Category Archives: every day life

Let’s count

One backpack full of 12 books delivered to empty neighborhood kiosk.

Three ten hour days spent fixing TV computer. One call to Comcast. Endless searches on internet. Number of consecutive good night’s sleep in absence of TV news? FIVE. Number of heroes in this story? One. My husband.

Six hundred words deleted over three hours, the equivalent of roughly 1 1/2 pages. Number of words still to delete? Don’t ask. Number of times I’ll wring my hands before the second draft’s done? Also — don’t ask.

Number of metal utensils laid out to deter dog-thieving: six. Batches of cookies baked: seven, two of them doubles. One ball of dough left.

Articles of impeachment written: two. Number of articles that COULD HAVE been written (spitballing, here): 25. Still to come: full House vote and one major shit storm in the Senate. Number of years poised at the edge of the abyss: 243.

Number of times I felt dismayed reading black twitter’s critiques of Warren: too many to count.

Seasons of The Kominksy Method watched: 1 1/2 (highly recommend).

Total library fines owed: eek! I don’t know.

Number of times I paused to notice the absence of my sister: at least a dozen. Some moments marked by relief, others by grief.

Number of rallies in support of impeachment planned for tomorrow (the eve of the House vote): more than 600.

Number of times I’ve tipped my head back to admire trees since reading “The Overstory” — too many to count. Number of people to whom I gave copies: three.

Two trips to the PO in the last five days qualifies me as a fucking saint. Three mice mailed, three mini-cloth houses.

Number of meds I forgot to take yesterday: four. Number I did take: two.

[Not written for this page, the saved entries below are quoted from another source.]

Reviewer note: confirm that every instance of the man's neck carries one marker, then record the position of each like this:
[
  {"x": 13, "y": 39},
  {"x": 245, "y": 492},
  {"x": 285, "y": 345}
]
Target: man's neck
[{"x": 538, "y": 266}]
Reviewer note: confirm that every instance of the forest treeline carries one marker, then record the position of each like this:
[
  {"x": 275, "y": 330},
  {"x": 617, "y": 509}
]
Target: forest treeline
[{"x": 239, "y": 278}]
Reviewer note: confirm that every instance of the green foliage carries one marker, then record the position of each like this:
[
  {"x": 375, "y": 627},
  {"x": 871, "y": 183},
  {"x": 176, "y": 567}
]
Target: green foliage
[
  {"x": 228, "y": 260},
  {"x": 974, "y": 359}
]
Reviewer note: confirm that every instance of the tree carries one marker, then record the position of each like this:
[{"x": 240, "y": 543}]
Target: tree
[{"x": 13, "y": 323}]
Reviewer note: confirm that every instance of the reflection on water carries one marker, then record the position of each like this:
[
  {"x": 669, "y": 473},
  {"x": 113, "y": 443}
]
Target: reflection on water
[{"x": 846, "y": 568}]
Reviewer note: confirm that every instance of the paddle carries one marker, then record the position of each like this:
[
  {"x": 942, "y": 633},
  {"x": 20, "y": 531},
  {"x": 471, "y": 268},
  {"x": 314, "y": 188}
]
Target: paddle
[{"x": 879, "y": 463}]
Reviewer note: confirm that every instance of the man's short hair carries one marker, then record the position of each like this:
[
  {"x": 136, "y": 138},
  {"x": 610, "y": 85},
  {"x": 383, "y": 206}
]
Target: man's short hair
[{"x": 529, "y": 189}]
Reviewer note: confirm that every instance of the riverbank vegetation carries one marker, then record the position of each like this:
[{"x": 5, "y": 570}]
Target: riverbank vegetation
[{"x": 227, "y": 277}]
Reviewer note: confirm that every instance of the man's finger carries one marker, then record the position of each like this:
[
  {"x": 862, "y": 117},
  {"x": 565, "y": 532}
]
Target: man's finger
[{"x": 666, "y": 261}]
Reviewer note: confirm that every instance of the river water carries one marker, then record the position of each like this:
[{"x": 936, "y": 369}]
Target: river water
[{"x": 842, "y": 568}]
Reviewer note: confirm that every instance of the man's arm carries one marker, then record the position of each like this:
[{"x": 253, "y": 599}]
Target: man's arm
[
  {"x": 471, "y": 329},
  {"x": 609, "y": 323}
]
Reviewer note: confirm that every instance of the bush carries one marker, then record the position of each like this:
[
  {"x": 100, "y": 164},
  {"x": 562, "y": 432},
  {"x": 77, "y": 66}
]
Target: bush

Number of days I just let go by without opening my laptop: two.

Eight days till Christmas, five ’til the shortest day of the year.

Here’s wishing all of you lots of love and joy in the days to come.

Rain will turn to snow

And that’s how it’s been going.

Two weeks ago, I upgraded my phone. It had been years. It wasn’t holding a charge anymore and I got sick of walking around in the red zone all the time. Wasn’t gonna spring for another battery.

Meanwhile, the computer that has recorded our tv programs for two decades crapped out. Gonzo. It’s the only way I can see cable, whether recording it or not. Therefore, there was no Maddow or Nicolle Wallace on this historic day.

I watched a four minute clip of Nadler announcing the two articles of impeachment while sitting in the car, in the rain, before going into the office building perched on the Wellesley side of the Charles River where I get my eyes checked. New glasses are in order.

After dinner, K announced that the Christmas tree light cord overheated and needs replacing.

I’m sensing a theme here.

At least the mice are getting dressed for the holidays! Two are chatting away in the dark of a postal box right now, making their way down the coast of the Atlantic.

A grey Monday

The first house (below) didn’t belong so I took it off. New house includes cloth that Deb Lacativa gifted me recently.

As a hostess gift, Deb brought threads, too!

I’ve put them in the box that formerly housed my sister’s Aquarian Tarot deck. Noreen left behind some fifteen decks, but this was her favorite, in her possession since the mid-seventies. I love the cards, too, but knew they weren’t mine to use. During Deb’s visit, it just became so clear that they should go home with her.

Deb later informed me that the artist who created the deck, David Palladini, died on March 13. The same day as my sister. (He also went to Pratt Institute — which is where my parents met).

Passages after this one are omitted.